Tortilla de patata : tout ce que vous avez toujours voulu savoir sans jamais oser le demander - Episode 1 : radiographie d'une identité nationale


Avant l'époque Facebook et les retrouvailles improbables avec le bellâtre de la 6°B qui faisait se pâmer toutes les filles, il y avait comme l'une des premières causes de divorce en Espagne... la tortilla de patata. Si ce n'est pas nécessaire de traduire c'est peut-être utile d'expliquer pourquoi.

Aujourd'hui l'épisode 1 en guide de mise-en-bouche, suivra l'épisode 2 avec un peu d'histoire (même pas peur) et dans l'épisode 3 je livrerai des variations actées dans la littérature culinaire espagnole. Alors, stay tuned.



Episode 1 : Radiographie d'une identité nationale

Devant une tortilla de patata aucun Espagnol ne peut rester indifférent... ni muet... ni objectif. Même si elle est moins internationale que la paella et le jamon iberico, elle symbolise la cuisine espagnole. 

Elle est viscéralement liée à un souvenir personnel :

- celle de ma belle-mère est la pire du monde, je la mange parce que j'aime mon mari
- celle de ma grand-mère est la meilleure au sud du Guadalquivir, faite avec amour
- celle de la mili (le service militaire) était immonde mais je mourrais de faim à l'époque,
- celle du bar d'en bas : il y a toujours une part qui m'attend, etc


... sans parler de l'anecdote-catastrophe de la cuisine convertie en champ de bataille : l'expérience de retourner une tortilla pour la première fois de sa vie peut être la source d'un traumatisme  indélibile. Certains rechercheront le reste de leur vie à surpasser cette épreuve en perfectionnant empiriquement leur technique, d'autres abandonneront la bataille et achèteront la tortilla de patatas prête à consommer disponible dans les linéaires.



Pourquoi j'ai arrêté de cuisiner la tortilla de patata
(Version anglaise pour les non hispanophones)


Une ama de casa, la housewife made in Spain, craint le jugement de ses invités à l'heure de servir la tortilla de patatas. On lui pardonnera son amateurisme en matière de paella, son manque de goût (ou de budget) dans le choix du jamon mais on ne lui pardonnera jamais de se rater avec les trois éléments de base de la star de la cuisine espagnole : les oeufs, les pommes-de-terre et l'huile d'olive.

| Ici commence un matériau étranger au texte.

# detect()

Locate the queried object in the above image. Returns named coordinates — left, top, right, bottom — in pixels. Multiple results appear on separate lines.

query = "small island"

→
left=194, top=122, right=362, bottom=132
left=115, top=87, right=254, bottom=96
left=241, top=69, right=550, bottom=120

 La tortilla de patatas évoque chez les Espagnols :
- la tradition familiale : c'est le plat hebdomadaire pratiqué dans toutes les familles espagnoles d'Almeria à La Corona, de Figueres à Huelva, 
- les racines rurales : les oeufs fermiers achetés au voisin du village qui a des poules, 
- le  nomadisme : le "tupper"* pour la sacro-saine collation de 11h (el esmorzar) ou pour le picnic, à la plage ou à la campagne, 
- le festif, pas un bar à tapas en Espagne sans sa tortilla de patatas sur la barra, idéale pour commencer una "ruta de las tapas" (tournée des bars) arrosée, et aussi recours facile et barato (peu cher) des soirées d'étudiants, 
- la modernité, la version moléculaire de Ferran Adrià a fait rentrer ce plat populaire dans le répertoire gastronomique,
- le pragmatisme libérateur, quelle révolution pour les desesperate housewives maladroites cette poële antiadhésive double,
- le glamour, la version dorée à l'or fin de Quique Dacosta,
- la fin de mois qui arrive dès le 12, les oeufs ont toujours été une source de protéine peu cher,
bref, la vida misma.
* du nom de la fameuse marque de boîtes hermétiques en plastique, le "tupper" étant devenu un terme générique en Espagne

La fameuse poêle double pour ne jamais rater sa tortilla, ou presque

Invités par le grand critique gastro José Carlos Capel**, à s'exprimer sur leur souvenirs, leurs impressions et leurs versions de la tortilla de patatas, les chefs espagnols les plus influents ont tous eu leur point de vue. Pour Ferran Adrià, la tortilla de patatas de sa mère et celle dela mili sont ses tortillas fondatrices. Andoni Luiz Aduriz (Mugaritz) y voit un défi technique à dépasser à chaque fois pour obtenir cette forme "géométrique parfaite". Sergi Arola (on dit ay oma que rico el chaval) fidèle à son rôle de grognon de service, déteste la tortilla de patatas, par goût personnel et parce qu'elle est trop gavauldée dans les bars, restaurants et gastro d'Espagne... mais il reconnaît qu'elle pourrait devenir le symbole de la nouvelle nouvelle cuisine. Pour Martin Berasategui, les années de restrictions donnent une valeur particulière à cette préparation et ce fût aussi son premier grand défi technique en tant que chef débutant sans autre ambition que de nourrir avec honnêteté ses premiers clients. Quique Dacosta, lui, est partagé entre la dominicale et sustentique tortilla de la abuela (sa grand-mère) et celle de sa mère, plus baveuse mais chaude, symbolisant son arrivée à Alicante, sa terre d'adoption et de son acension. Dani Garcia, le chef malagueño, se souvient des tupper apportés à la plage, le picnic gargantuesque a la playa étant une tradition très pitoresque des Andalous.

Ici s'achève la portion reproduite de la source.